Ensarullah Lideri, ABD ve Batı’nın Gazze halkının Siyonist rejim tarafından katliam edilmesine karıştığına işaretle, Gazze’nin çektiği acı ve çilenin bir lanet olarak ABD, Siyonist rejim ve destekçilerinin yakasına yapışacağını vurguladı.
Ensarullah lideri, bu hafta Kızıldeniz’de İsrail, Amerikan ve İngiliz gemilerine karşı 10 askeri operasyon düzenlediklerini belirterek, Yemen silahlı kuvvetlerinin Kızıldeniz’deki gemilerin varış noktalarını yakından takip ettiğini, Amerika’nın, İsrail gemilerine destek amaçlı son saldırılarında başarısız olduğu ve bizzat bunu kabul ettiğini belirtti.
Husi konuşmasına şöyle devam etti: İlk başta Amerika, İsrail gemilerine destek amaçlı düşmanca operasyona diğer ülkelerle iş birliğinin eşlik edeceğini düşündü ancak bu konuda başarısız oldu.

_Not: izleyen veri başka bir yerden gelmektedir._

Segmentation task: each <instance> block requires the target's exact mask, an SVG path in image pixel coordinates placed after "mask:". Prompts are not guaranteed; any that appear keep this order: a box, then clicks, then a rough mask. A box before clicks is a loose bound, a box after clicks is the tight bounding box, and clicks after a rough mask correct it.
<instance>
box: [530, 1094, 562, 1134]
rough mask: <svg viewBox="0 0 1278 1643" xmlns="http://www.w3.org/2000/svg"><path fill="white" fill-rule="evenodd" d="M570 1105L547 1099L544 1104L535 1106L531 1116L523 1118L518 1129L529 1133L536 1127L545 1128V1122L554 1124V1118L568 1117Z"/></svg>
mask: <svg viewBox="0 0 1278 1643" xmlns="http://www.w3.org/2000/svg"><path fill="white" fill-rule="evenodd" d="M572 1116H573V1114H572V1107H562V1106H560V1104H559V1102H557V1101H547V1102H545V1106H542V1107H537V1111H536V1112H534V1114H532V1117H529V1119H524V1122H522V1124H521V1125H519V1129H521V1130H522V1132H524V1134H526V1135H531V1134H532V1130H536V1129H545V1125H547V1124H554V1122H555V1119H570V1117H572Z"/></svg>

Amerika ve İngiltere kendi gemilerine bile destek olamıyor. Gazze’deki olayları öylece izleyemeyiz. Bu nedenle faaliyetlerimize devam edeceğiz.
Düşman İsrail’in, Filistin halkını tutukladıktan sonra onları soğukkanlılıkla şehit ettiğine dikkat çeken Husi, şunları vurguladı: Düşman, Amerikan, İngiliz ve Alman füze ve havanlarıyla Gazze halkını öldürüyor. Hatta düşmanın askeri operasyonlarının ana hedefi olarak hastaneleri ilan etmesi onun ahlaki ve insani açıdan iflasını göstermektedir.

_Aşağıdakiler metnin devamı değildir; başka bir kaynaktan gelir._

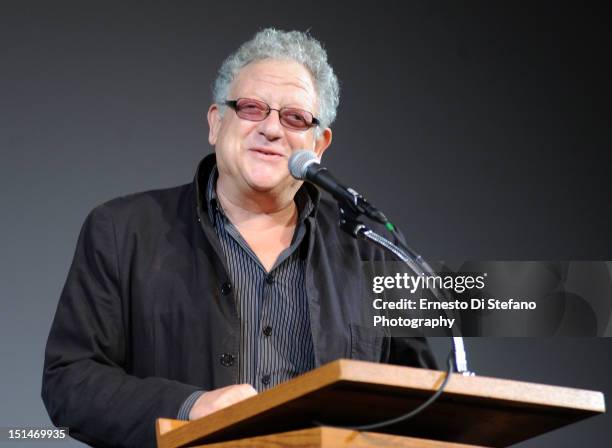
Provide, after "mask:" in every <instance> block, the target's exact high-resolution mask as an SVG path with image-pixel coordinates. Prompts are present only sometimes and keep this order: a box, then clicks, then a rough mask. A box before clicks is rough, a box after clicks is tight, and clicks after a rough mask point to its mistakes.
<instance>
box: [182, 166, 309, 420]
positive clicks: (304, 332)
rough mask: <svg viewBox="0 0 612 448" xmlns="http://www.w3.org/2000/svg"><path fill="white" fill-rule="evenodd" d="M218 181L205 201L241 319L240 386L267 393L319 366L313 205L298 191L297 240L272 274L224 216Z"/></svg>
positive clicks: (294, 240) (295, 231) (297, 206)
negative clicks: (248, 385)
mask: <svg viewBox="0 0 612 448" xmlns="http://www.w3.org/2000/svg"><path fill="white" fill-rule="evenodd" d="M217 178H218V173H217V170H216V168H215V169H213V171H212V173H211V175H210V178H209V179H208V184H207V188H206V200H207V201H208V203H209V205H210V206H209V207H208V209H209V218H210V221H211V222H212V223H213V224H214V227H215V230H216V232H217V236H218V237H219V241H220V243H221V248H222V250H223V254H224V255H225V262H226V266H227V269H228V271H229V272H228V274H229V278H230V279H231V281H232V284H233V290H234V297H235V300H236V308H237V310H238V315H239V317H240V356H239V363H240V364H239V365H240V382H241V383H249V384H251V385H252V386H253V387H254V388H255V389H257V391H262V390H265V389H267V388H270V387H273V386H275V385H277V384H279V383H282V382H283V381H287V380H289V379H291V378H293V377H295V376H297V375H300V374H302V373H304V372H307V371H308V370H311V369H313V368H314V365H315V361H314V347H313V342H312V334H311V329H310V317H309V313H308V300H307V297H306V287H305V271H306V269H305V263H306V262H305V260H304V258H303V257H301V256H300V252H301V251H300V247H302V242H303V240H304V237H305V235H306V225H305V219H306V217H307V216H308V215H309V214H310V213H311V211H312V209H313V204H312V201H311V200H310V197H309V196H308V194H307V193H306V192H305V191H303V190H299V191H298V193H297V195H296V197H295V202H296V205H297V207H298V211H299V216H298V223H297V226H296V230H295V233H294V235H293V240H292V242H291V245H290V246H289V247H288V248H287V249H285V250H284V251H283V252H281V254H280V255H279V256H278V259H277V260H276V262H275V263H274V265H273V266H272V268H271V269H270V271H269V272H267V271H266V269H265V268H264V266H263V265H262V264H261V261H260V260H259V258H258V257H257V255H256V254H255V253H254V252H253V250H252V249H251V248H250V247H249V245H248V243H247V242H246V241H245V240H244V238H243V237H242V236H241V235H240V232H239V231H238V229H236V227H235V226H234V225H233V224H232V223H231V221H230V220H229V219H228V218H227V216H226V215H225V214H224V212H223V209H222V208H221V204H220V203H219V201H218V199H217V194H216V181H217ZM201 394H202V392H199V393H198V392H196V393H194V394H193V395H192V396H190V397H189V398H188V399H187V400H186V401H185V402H184V403H183V406H181V409H180V411H179V415H178V418H181V419H187V418H188V416H189V411H190V410H191V408H192V406H193V404H194V403H195V401H196V400H197V399H198V398H199V396H200V395H201Z"/></svg>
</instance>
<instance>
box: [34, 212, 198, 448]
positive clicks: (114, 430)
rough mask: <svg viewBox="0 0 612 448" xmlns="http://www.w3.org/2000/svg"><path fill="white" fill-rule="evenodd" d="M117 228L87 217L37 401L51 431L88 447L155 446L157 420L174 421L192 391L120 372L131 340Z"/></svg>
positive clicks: (66, 287)
mask: <svg viewBox="0 0 612 448" xmlns="http://www.w3.org/2000/svg"><path fill="white" fill-rule="evenodd" d="M120 275H121V274H120V272H119V263H118V251H117V244H116V235H115V228H114V224H113V220H112V216H111V215H110V212H109V210H108V207H106V206H100V207H98V208H96V209H94V211H92V213H91V214H90V215H89V216H88V218H87V220H86V221H85V224H84V225H83V228H82V230H81V234H80V236H79V240H78V243H77V248H76V253H75V255H74V260H73V262H72V266H71V267H70V272H69V274H68V278H67V280H66V284H65V286H64V289H63V291H62V294H61V297H60V301H59V305H58V307H57V311H56V314H55V318H54V320H53V324H52V326H51V331H50V333H49V339H48V341H47V347H46V351H45V362H44V372H43V383H42V398H43V401H44V403H45V406H46V408H47V411H48V412H49V416H50V417H51V420H52V421H53V423H54V424H55V425H56V426H61V427H67V428H69V432H70V435H71V436H72V437H75V438H77V439H79V440H81V441H83V442H86V443H88V444H91V445H93V446H138V447H146V446H151V447H153V446H155V420H156V419H157V418H159V417H168V418H176V415H177V412H178V410H179V408H180V406H181V404H182V403H183V402H184V401H185V400H186V399H187V397H189V396H190V395H191V394H192V393H193V392H195V391H196V390H198V388H197V387H195V386H191V385H187V384H182V383H179V382H176V381H171V380H168V379H164V378H157V377H147V378H139V377H136V376H132V375H129V374H128V373H126V371H125V366H126V361H127V359H126V358H127V353H126V352H127V347H128V346H129V345H128V340H127V338H129V330H128V325H129V323H128V320H127V318H126V316H124V315H123V312H122V310H123V309H125V308H124V306H123V305H122V302H123V301H124V300H127V299H126V298H125V297H121V294H120V289H121V288H120Z"/></svg>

İnsan hakları ve uluslararası kuralların ABD ve israil’in çıkarlarıyla çeliştiğinde onlarca için hiçbir itibarı kalmadığını ifade eden Husi, şöyle konuştu: Öldürme, katliam ve yıkma eylemlerin ek olarak, düşman Filistinli mülteci yardım ajansını (UNRWA) hedef alıyor. UNRWA’ya yönelik saldırı, Lahey Mahkemesi’nin Gazze’deki toplu katliamın durdurulması talep edilen kararının ardından gerçekleşti.
Ensarullah lideri, Lahey Mahkemesi’nin Siyonist rejim aleyhindeki kararına işaretle şöyle konuştu: Bu karardan sonra Gazze’ye gıda ve ilacın girmesi ve toplu katliam suçlarının azalması gerekirdi. Ancak bu karar zayıftı ve bu mahkeme düzeyinde değildi. Bu mahkemenin İsrail saldırılarının durdurulması ve Gazze ablukasının kırılması yönünde oy vermesi gerekirdi.
El-Husi, Amerika’nın desteğinin İsrail’i tüm uluslararası karar ve yasalardan muaf hale getirdiğine dikkat çekerek, şunu vurguladı: Batı halkları arasında ancak Amerika’nın İsrail’e destek politikalarına karşı çıkan özgür sesler duyuluyor. Yabancı uyruklu kişilerin Amerika ve Batı’da Filistin halkına yönelik zulmün sesini duyurmaya yönelik faaliyetleri, resmi medya sansürünü kırdı.